Je passais mes journées à pleurer. Heureusement ma mère était là pour m’écouter et s’occuper
du jumeau. Ça m’a pris des semaines pour apprécier le bébé qui me restait. Le bébé
vivant peut aussi prendre tellement de temps que les parents n’ont pas l’énergie pour se plonger dans la souffrance d’avoir
perdu l’autre et le deuil n’avance pas. Beaucoup de parents peuvent avoir besoin d’aide dans les soins du bébé.
Mais ils ont aussi besoin de quelqu’un qui les écoute parler du bébé mort et de leur peine. Le plus souvent,
les proches semblent plus confortables en oubliant le bébé mort et en parlant seulement du bébé vivant.
Et ils voudraient que les parents réagissent comme eux. - On m’a dit : « Vous êtes chanceux ; vous
avez ramené un bébé vivant à la maison ». Et nous sommes chanceux aussi d’avoir enterré
son frère ? Plusieurs autres éléments font que de perdre un ou des bébés est difficile
quand il y a un ou des bébés survivants. Le bébé vivant est un rappel constant de celui qui manque.
- Quand le soir je berce mon bébé, je pleure souvent en pensant que je suis le père de deux bébés
et que j’en ai seulement un à bercer. - Pendant des années, je ne pouvais pas fêter la fête
de mon fils la journée même de son anniversaire, car cela me rappelait trop qu’il y en avait trois qui étaient
nés cette journée-là. Si seulement un enfant d'une grossesse multiple survit, les parents doivent faire
le deuil non seulement du ou des bébés perdus, mais de la perte de l'attention et du prestige associés aux
jumeaux et aux triplés.
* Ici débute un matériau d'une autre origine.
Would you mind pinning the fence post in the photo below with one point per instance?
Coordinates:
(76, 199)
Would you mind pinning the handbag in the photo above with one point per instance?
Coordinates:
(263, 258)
Plusieurs parents sont tristes parce qu’ils n’auront probablement pas l’occasion de vivre à
nouveau cette expérience d’attendre deux ou trois bébés. - Je suis une mère ordinaire maintenant
que je n’ai plus qu’un bébé. Avant, j’étais spéciale aux yeux de tous, car j’attendais des jumeaux.
Voici quelques suggestions pour aider les parents après la mort d’un jumeau : N’hésitez
pas à parler du bébé mort et de dire aux gens que vous êtes heureux du bébé survivant,
mais que vous avez de la peine d’avoir perdu l’autre bébé. Si le soutien autour de vous n’est pas adéquat,
recherchez le partage avec d’autres parents dans un groupe de soutien ou l’écoute d’un professionnel. Accordez-vous
des moments séparés pour penser et pleurer votre bébé mort et d’autres moments pour profiter et être
heureux de votre bébé vivant. Si vous faites une cérémonie de baptême ou une fête
pour célébrer la naissance du bébé vivant, vous pouvez penser à préparer un rituel pour
commémorer le passage du bébé qui est disparu. Quand apprendre la nouvelle au jumeau survivant?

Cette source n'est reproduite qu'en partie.